Ces décisions, inhabituelles par leur vigueur, ont aussitôt provoqué une onde de choc dans l’opinion. D’un côté, certains dénoncent une ingérence de l’État dans les affaires du football, brandissant le spectre d’une éventuelle suspension par la FIFA. De l’autre, une frange de plus en plus large de l’opinion publique estime au contraire que l’État est pleinement fondé à agir, au regard des investissements publics colossaux consentis pour l’équipe nationale.
Car la question centrale est bien celle-ci : peut-on exiger de l’État qu’il finance, sans droit de regard ni exigence de résultats, une structure devenue synonyme d’échecs répétés ? L’argument de l’autonomie fédérale, brandi comme un paravent, ne saurait justifier l’absence de reddition de comptes. L’argent public appelle la responsabilité publique.
Plus troublant encore, des voix s’élèvent pour dénoncer l’existence d’un système opaque de gestion, voire de prédation et de captation des ressources liées à l’équipe nationale. Si ces accusations doivent évidemment être établies par les voies appropriées, elles renforcent néanmoins l’idée qu’un statu quo serait non seulement irresponsable, mais complice.
Dans ce contexte, l’intervention de l’État apparaît moins comme une ingérence que comme un acte de salubrité publique. Il ne s’agit pas de gouverner le football à la place de ses instances, mais de provoquer un sursaut, d’imposer une remise à plat, et de rappeler que l’échec n’est pas une fatalité acceptable lorsqu’il est financé par le contribuable.

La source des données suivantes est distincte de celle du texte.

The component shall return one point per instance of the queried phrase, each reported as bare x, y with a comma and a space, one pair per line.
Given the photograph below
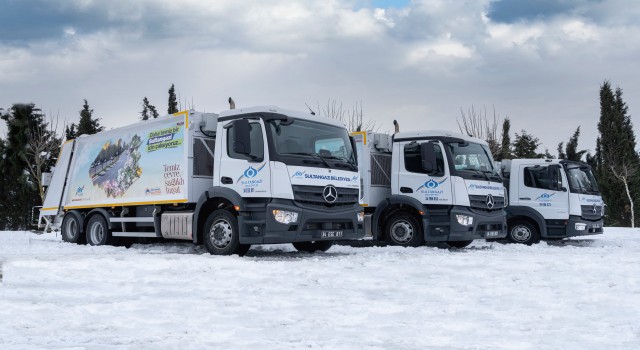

La nomination de Paul Kessany au poste de ministre des Sports est, à cet égard, perçue comme un signal encourageant. Connaisseur du milieu sportif et réputé pour sa rigueur, il incarne pour beaucoup l’espoir d’une gouvernance plus exigeante, plus transparente et tournée vers la reconstruction plutôt que la complaisance.
Le football gabonais n’a pas besoin de boucs émissaires, mais de courage politique et de lucidité collective. La fermeté affichée par les autorités pourrait bien constituer l’électrochoc indispensable pour sortir d’un coma sportif qui n’a que trop duré. Encore faut-il que cette volonté se traduise par des réformes profondes, durables et courageuses. À défaut, la Berezina marocaine n’aura été qu’un naufrage de plus.